La chica denunció a los tres agentes de la policía un año después de la agresión. Los oficiales quedaron detenidos e imputados por el delito de abuso sexual. El jefe de servicio de la comisaría está acusado de ser el autor material.

Los otros dos oficiales están imputados de ser partícipes necesarios, por brindarle apoyo y cobertura al atacante.

La víctima expresó: “Quiero vivir, merezco vivir. Por eso vengo luchando para que haya justicia. Sobreviví para que los violadores tengan perpetua sin beneficios”.

Cómo fue el abuso sexual
A comienzos de 2019, la joven cordobesa se mudó a Villa del Carmen, un pequeño pueblo de San Luis.

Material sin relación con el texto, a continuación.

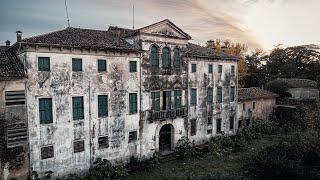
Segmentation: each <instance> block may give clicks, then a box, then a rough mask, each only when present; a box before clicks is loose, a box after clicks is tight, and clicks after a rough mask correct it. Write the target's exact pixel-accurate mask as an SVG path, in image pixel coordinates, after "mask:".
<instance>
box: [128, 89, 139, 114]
mask: <svg viewBox="0 0 320 180" xmlns="http://www.w3.org/2000/svg"><path fill="white" fill-rule="evenodd" d="M137 104H138V103H137V93H130V94H129V114H136V113H137V112H138V108H137V106H138V105H137Z"/></svg>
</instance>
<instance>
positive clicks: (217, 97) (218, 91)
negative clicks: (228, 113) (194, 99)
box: [217, 87, 222, 103]
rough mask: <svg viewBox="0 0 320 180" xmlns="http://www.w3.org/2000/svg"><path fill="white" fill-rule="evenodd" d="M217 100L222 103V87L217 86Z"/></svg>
mask: <svg viewBox="0 0 320 180" xmlns="http://www.w3.org/2000/svg"><path fill="white" fill-rule="evenodd" d="M217 102H218V103H222V87H217Z"/></svg>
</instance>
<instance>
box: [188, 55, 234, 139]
mask: <svg viewBox="0 0 320 180" xmlns="http://www.w3.org/2000/svg"><path fill="white" fill-rule="evenodd" d="M192 64H196V67H197V69H196V72H191V66H192ZM209 64H212V66H213V73H209V68H208V66H209ZM218 65H222V73H221V74H219V73H218ZM231 65H234V66H235V72H237V69H236V68H237V62H234V61H218V60H212V59H206V58H201V59H196V58H190V59H189V64H188V66H189V79H188V80H189V81H188V88H189V92H191V89H192V88H195V89H197V105H196V106H191V105H190V103H189V129H190V120H192V119H196V129H197V131H196V135H194V136H191V134H190V131H189V136H190V140H192V141H194V142H195V143H196V144H203V143H205V142H207V141H208V140H209V139H210V137H212V136H215V135H216V130H217V129H216V120H217V119H219V118H221V119H222V123H221V124H222V127H221V130H222V131H224V132H225V133H226V134H233V133H234V132H236V131H235V130H236V129H237V126H234V127H235V128H234V130H229V124H230V123H229V118H230V116H232V115H234V117H236V108H237V104H236V102H237V93H236V92H237V73H235V75H233V76H232V75H231ZM218 86H221V87H222V96H223V98H222V99H223V100H222V103H218V102H217V97H216V95H217V87H218ZM230 86H234V87H235V101H234V102H230V97H229V91H230ZM208 87H211V88H213V104H212V105H209V104H207V88H208ZM188 98H189V102H191V95H190V93H189V96H188ZM209 108H211V110H213V112H212V113H213V116H212V120H213V122H212V134H207V130H208V123H207V117H208V115H207V114H208V111H209ZM235 125H236V124H235Z"/></svg>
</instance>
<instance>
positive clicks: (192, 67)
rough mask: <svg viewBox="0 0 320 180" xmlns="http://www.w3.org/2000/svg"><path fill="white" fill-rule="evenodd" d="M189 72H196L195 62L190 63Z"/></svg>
mask: <svg viewBox="0 0 320 180" xmlns="http://www.w3.org/2000/svg"><path fill="white" fill-rule="evenodd" d="M191 72H197V64H191Z"/></svg>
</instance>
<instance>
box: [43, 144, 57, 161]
mask: <svg viewBox="0 0 320 180" xmlns="http://www.w3.org/2000/svg"><path fill="white" fill-rule="evenodd" d="M53 157H54V150H53V146H47V147H42V148H41V159H49V158H53Z"/></svg>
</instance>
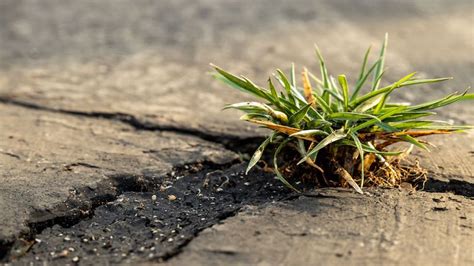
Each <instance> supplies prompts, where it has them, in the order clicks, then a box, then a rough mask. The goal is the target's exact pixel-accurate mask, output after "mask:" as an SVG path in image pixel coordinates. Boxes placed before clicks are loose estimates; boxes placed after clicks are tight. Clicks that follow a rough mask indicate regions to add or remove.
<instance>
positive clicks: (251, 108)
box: [211, 35, 474, 193]
mask: <svg viewBox="0 0 474 266" xmlns="http://www.w3.org/2000/svg"><path fill="white" fill-rule="evenodd" d="M387 40H388V38H387V35H386V36H385V39H384V41H383V43H382V47H381V49H380V53H379V56H378V58H377V59H376V60H375V62H374V63H372V64H371V65H370V64H368V57H369V54H370V50H371V49H370V48H369V49H367V52H366V53H365V55H364V57H363V63H362V67H361V70H360V74H359V76H358V78H357V81H356V82H355V84H354V85H353V86H350V85H349V84H348V81H347V78H346V76H345V75H338V76H337V79H335V78H334V77H333V76H331V75H330V74H329V73H328V70H327V67H326V63H325V61H324V59H323V56H322V54H321V52H320V51H319V48H318V47H317V46H316V49H315V51H316V57H317V59H318V60H319V68H320V69H319V71H320V75H321V77H320V78H318V77H316V76H315V75H314V74H312V73H310V72H309V71H308V70H307V69H306V68H303V71H302V72H301V77H302V83H301V86H299V85H297V81H296V74H295V66H294V65H292V66H291V71H290V73H289V77H288V76H287V75H286V74H285V73H284V72H283V71H282V70H279V69H278V70H277V74H276V75H274V77H273V79H272V77H270V78H269V79H268V89H267V88H264V87H260V86H258V85H256V84H255V83H254V82H252V81H250V80H249V79H247V78H245V77H243V76H236V75H234V74H231V73H229V72H227V71H225V70H223V69H222V68H220V67H218V66H215V65H211V66H212V67H213V68H214V69H215V71H216V72H215V73H214V77H215V78H216V79H218V80H220V81H222V82H224V83H225V84H227V85H229V86H231V87H233V88H236V89H238V90H240V91H243V92H245V93H248V94H251V95H253V96H254V97H256V98H258V99H259V100H260V101H261V102H241V103H236V104H231V105H227V106H226V107H225V108H224V109H227V108H233V109H238V110H241V111H243V112H244V113H245V114H244V115H243V116H242V117H241V120H244V121H247V122H250V123H254V124H256V125H259V126H263V127H265V128H268V129H270V130H272V133H271V134H270V135H269V136H268V138H267V139H266V140H265V141H264V142H263V143H262V144H261V145H260V146H259V147H258V149H257V150H256V151H255V153H254V155H253V156H252V158H251V159H250V162H249V164H248V168H247V172H249V171H250V170H251V169H252V167H254V166H255V165H257V163H258V161H259V160H261V158H262V155H263V153H264V150H265V149H266V148H267V147H273V149H274V153H273V156H272V157H273V166H274V167H273V169H274V170H273V171H274V173H275V174H276V177H277V178H278V179H279V180H280V181H281V182H283V183H284V184H285V185H286V186H287V187H289V188H291V189H293V190H295V191H299V190H298V189H297V188H295V186H294V185H292V184H291V183H290V182H289V181H288V180H289V178H288V177H297V178H298V179H300V180H298V182H297V183H301V182H305V183H312V184H315V185H317V186H343V187H345V186H351V187H353V188H354V189H355V190H356V191H357V192H359V193H363V192H362V189H363V187H364V186H386V187H394V186H399V185H401V184H402V183H403V182H419V181H420V180H424V178H426V172H425V171H424V170H423V169H422V168H421V167H420V166H419V164H418V162H416V163H414V164H411V165H410V164H407V163H403V162H404V161H405V159H404V158H405V157H406V156H407V155H408V154H409V153H410V151H411V149H412V148H413V147H414V146H415V147H419V148H421V149H425V150H428V147H427V145H429V143H428V142H426V141H425V140H421V139H420V138H421V137H425V136H429V135H439V134H450V133H455V132H462V131H464V130H467V129H472V128H473V127H472V126H466V125H451V124H449V123H448V122H445V121H439V120H430V119H427V117H430V116H433V115H435V114H436V113H435V112H433V111H434V110H435V109H438V108H440V107H443V106H446V105H450V104H453V103H456V102H460V101H463V100H473V99H474V94H471V93H468V91H467V90H466V91H465V92H463V93H453V94H450V95H447V96H445V97H443V98H441V99H437V100H433V101H430V102H425V103H421V104H417V105H412V104H410V103H391V102H389V100H390V95H391V94H392V93H397V92H398V91H399V90H401V89H403V88H404V87H409V86H414V85H423V84H430V83H435V82H442V81H445V80H449V79H451V78H434V79H418V78H416V72H413V73H410V74H408V75H406V76H405V77H402V78H401V79H400V80H398V81H396V82H394V83H392V84H389V85H388V86H385V87H381V86H380V85H381V80H382V76H383V74H384V72H385V70H384V65H385V54H386V49H387ZM370 77H371V78H370ZM369 80H372V81H371V82H369ZM275 84H277V85H278V84H279V85H281V88H278V87H276V86H275ZM363 91H366V93H365V94H363V93H362V92H363ZM397 143H408V144H410V147H409V148H408V149H406V150H398V151H397V150H393V149H389V146H390V147H391V146H392V145H393V144H397ZM280 161H283V162H284V164H283V165H280V164H279V163H280ZM285 175H286V177H285Z"/></svg>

El 19 de abril de ese año, viajó hasta Villa La Quebrada a inscribirse para participar de una feria y vender sus trabajos artesanales.

En un momento, comenzó a llover intensamente, por lo que se refugió en un salón de baile. Fue en ese instante que policías comenzaron a acosarla y la llevaron detenida a la comisaría acusándola de pagar con billetes falsos una compra que había hecho.

Una vez en la dependencia policial, tres de ellos, un jefe de servicio y dos agentes, la violaron y torturaron, según comentó la víctima al medio La Nueva Mañana.

Días después, fue trasladada a otra dependencia de San Luis y, durante más de 40 días, permaneció tras las rejas, hasta que la absolvieron de la causa. La joven insistió en que le “armaron una causa policial” para llevarla y someterla sexualmente.

La víctima del ataque relató: “Cómo me quería defender, los pateaba y los mordía. Entonces, uno me golpeaba y el otro me violaba, y así se iban turnando”.

Además, reveló: “Si una mujer policía no entraba al lugar donde me estaban abusando y veía todo, estaría muerta, desaparecida. Que entrara ella me salvó”.

Las secuelas del abuso sexual
La víctima de la violación recibió un certificado de discapacidad del 95 por ciento, debido a que su útero resultó lastimado con múltiples lesiones a causa de la violación.

Tiempo después, le diagnosticaron cáncer de mama. En la actualidad está bajo tratamiento psicológico y no tiene ingresos fijos. “Me rompieron toda, pero estoy viva y quiero gritar”, enfatizó.

Asimismo, aseguró que en un momento estuvo “a dos pasos de la ruta” debido a que pensó en quitarse la vida.

Sin embargo, pudo dejar atrás esto y sentenció: “Lo logré, estoy viva, lista para hablar y sentarme a decir todo lo que me hicieron. Quiero vivir para ver que los que me rompieron toda no puedan romper a ninguna nunca más”.